Emekçiler dört bir yanda haykırıyor: Artık Yeter!
Ne baskılar kar ediyor, ne yatıştırma açıklamaları. Halk bezgin, aç, yokluk içinde. Ekonomik kriz ve çöküş, karabasan olup çöktü üstüne. Nefes alamıyor milyonlar. Birbiri ardına patlıyor isyanlar!
Elektrik faturalarına karşı homurdanma gittikçe yayılıyordu dört bir yanda. Ağrı Doğubeyazıt halkı verdi startı. Ardından Gever, Silvan, Urfa, Muğla, Gümüşhane, Rize, Bursa, İstanbul, Kızıltepe, Antep... Ardı arkası kesilmiyor protestoların, gösterilerin. “Hükümet İstifa” sloganları yayılıyor. Mardin-Kızıltepe’de gaz bombaları ve tazyikli suyla saldırdı polis. Dağılmadı halk. “Tayyip İstifa” sloganları eşliğinde çatıştı.
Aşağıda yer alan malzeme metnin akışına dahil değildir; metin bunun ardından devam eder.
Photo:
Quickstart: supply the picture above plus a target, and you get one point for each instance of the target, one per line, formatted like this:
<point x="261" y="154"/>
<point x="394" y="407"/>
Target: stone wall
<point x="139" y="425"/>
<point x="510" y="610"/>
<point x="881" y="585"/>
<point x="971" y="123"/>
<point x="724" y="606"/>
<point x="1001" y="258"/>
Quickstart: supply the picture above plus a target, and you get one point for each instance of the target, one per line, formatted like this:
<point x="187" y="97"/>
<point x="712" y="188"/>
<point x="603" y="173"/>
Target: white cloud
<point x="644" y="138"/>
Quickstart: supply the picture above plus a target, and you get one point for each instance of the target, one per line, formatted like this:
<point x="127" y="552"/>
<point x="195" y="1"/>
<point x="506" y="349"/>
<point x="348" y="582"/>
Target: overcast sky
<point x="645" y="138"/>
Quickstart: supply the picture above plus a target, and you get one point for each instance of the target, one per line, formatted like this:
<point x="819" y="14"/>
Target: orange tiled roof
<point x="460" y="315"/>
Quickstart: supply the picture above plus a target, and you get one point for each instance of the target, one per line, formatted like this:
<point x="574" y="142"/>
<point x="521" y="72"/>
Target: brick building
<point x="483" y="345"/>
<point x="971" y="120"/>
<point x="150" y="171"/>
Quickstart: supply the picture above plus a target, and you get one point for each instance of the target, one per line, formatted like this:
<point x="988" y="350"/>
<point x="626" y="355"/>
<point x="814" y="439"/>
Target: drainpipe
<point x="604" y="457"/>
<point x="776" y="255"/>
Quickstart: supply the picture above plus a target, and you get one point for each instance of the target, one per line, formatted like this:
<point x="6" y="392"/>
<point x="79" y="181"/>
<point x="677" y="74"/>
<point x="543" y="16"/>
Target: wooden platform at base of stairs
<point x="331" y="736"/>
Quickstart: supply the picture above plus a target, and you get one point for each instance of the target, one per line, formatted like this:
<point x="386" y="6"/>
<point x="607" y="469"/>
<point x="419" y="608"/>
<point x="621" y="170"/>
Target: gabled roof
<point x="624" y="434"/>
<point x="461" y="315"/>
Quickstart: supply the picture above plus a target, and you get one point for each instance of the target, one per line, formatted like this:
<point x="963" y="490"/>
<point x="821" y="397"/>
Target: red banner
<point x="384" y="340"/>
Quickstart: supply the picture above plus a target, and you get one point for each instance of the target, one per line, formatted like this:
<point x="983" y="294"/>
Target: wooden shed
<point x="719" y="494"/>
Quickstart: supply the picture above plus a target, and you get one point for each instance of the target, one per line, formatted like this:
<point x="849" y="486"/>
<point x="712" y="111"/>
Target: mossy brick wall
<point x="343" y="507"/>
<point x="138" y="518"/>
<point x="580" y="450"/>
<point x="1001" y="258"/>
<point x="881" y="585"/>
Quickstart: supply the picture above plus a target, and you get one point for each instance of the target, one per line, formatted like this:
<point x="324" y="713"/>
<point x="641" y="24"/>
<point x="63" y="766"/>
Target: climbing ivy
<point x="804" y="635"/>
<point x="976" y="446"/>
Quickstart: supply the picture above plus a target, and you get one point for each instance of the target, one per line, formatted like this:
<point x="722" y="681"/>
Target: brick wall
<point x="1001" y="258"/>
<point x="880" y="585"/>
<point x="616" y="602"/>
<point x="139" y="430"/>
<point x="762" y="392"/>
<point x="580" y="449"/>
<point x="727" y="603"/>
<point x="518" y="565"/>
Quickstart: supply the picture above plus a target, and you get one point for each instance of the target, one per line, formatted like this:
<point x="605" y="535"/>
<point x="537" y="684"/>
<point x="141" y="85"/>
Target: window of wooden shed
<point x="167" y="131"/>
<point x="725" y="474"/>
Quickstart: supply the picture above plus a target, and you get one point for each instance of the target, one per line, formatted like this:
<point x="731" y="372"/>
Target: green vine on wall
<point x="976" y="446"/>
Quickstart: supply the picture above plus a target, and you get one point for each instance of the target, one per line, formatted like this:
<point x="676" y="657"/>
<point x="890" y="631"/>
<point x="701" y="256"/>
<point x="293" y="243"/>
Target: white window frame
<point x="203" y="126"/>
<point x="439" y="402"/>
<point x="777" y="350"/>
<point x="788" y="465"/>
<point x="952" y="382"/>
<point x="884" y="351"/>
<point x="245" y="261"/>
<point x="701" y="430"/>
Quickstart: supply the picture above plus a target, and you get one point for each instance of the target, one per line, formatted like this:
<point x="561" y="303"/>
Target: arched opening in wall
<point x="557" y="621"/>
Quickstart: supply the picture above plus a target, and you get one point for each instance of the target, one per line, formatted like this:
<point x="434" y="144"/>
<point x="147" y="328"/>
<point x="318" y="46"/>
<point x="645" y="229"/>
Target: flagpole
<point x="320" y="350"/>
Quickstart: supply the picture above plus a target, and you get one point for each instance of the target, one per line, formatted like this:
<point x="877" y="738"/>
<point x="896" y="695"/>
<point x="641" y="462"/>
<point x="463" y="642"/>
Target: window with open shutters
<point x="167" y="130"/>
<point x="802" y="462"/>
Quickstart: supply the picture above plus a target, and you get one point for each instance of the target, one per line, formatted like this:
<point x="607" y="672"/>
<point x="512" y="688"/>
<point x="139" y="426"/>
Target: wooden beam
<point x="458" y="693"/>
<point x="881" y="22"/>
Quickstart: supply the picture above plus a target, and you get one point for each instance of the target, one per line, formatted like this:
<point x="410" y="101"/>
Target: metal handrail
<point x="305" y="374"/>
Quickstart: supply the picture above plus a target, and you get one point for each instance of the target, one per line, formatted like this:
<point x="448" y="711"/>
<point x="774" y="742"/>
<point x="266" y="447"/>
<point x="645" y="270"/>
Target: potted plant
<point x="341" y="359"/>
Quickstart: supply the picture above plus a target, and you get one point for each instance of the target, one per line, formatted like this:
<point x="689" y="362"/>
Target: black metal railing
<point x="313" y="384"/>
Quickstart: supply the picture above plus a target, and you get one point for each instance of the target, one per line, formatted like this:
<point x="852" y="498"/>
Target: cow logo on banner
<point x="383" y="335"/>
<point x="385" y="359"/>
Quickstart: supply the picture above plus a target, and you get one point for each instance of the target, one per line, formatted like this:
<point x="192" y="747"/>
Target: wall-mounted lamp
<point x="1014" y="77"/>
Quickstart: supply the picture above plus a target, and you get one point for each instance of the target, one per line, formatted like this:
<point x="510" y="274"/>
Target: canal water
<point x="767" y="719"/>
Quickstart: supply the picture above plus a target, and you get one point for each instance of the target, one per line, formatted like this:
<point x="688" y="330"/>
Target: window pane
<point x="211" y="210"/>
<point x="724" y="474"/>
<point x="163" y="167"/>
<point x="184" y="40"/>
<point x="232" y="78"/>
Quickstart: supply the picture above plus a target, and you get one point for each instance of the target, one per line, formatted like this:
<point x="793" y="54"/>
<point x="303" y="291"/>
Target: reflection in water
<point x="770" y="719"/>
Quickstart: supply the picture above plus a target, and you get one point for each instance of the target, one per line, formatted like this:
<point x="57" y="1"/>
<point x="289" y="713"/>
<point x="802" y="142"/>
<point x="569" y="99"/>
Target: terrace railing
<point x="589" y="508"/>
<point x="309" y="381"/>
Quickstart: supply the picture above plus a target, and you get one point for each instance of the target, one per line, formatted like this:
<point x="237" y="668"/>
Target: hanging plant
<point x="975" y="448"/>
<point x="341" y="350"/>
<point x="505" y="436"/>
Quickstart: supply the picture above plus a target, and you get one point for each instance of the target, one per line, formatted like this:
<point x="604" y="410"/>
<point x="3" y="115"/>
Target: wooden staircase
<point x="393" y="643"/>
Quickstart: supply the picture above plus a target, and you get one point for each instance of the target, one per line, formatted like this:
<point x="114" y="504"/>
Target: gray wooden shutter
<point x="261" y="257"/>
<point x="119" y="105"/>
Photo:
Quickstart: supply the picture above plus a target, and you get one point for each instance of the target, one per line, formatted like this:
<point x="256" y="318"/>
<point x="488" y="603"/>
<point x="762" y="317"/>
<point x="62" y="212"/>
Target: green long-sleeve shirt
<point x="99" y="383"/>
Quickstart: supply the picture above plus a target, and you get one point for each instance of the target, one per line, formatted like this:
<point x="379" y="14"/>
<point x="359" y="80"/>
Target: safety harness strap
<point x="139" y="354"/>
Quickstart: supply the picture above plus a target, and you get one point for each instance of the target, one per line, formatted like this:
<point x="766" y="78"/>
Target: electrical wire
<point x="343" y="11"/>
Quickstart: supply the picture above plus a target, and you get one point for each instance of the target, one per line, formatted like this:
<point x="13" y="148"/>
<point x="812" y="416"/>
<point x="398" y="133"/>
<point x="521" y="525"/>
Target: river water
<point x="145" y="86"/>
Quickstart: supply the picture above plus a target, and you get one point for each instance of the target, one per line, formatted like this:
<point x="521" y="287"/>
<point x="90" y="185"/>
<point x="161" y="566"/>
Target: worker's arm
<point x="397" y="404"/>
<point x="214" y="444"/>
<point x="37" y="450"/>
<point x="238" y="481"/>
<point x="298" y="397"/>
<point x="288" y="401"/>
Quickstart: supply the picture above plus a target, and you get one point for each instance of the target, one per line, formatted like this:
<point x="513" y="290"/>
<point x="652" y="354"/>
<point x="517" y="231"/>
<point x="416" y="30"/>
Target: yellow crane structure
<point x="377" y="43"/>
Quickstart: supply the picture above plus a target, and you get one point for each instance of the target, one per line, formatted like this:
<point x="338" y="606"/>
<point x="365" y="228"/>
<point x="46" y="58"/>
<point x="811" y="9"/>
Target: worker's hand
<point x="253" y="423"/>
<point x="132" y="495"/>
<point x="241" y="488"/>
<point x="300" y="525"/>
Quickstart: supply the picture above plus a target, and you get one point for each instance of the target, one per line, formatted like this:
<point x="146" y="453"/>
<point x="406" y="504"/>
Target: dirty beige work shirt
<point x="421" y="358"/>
Baskı, saldırı kar etmez artık emekçilere. Bıçak kemiği bile geçti. “Açız” çığlıkları, “geçinemiyoruz” haykırışları korkunç gerçekliğin dile getirilişidir. Ve açlıkla, kelimenin gerçek anlamında açlıkla imtihan edilen halklar, sessizce boyun eğmezler bu acı yazgıya.
Sokaklara akarlar, isyan ederler. Şairin dediği gibi, “bir kavmi uykusundan uyandırır bu haller / doğar aç midelerden nur topu ihtilaller”!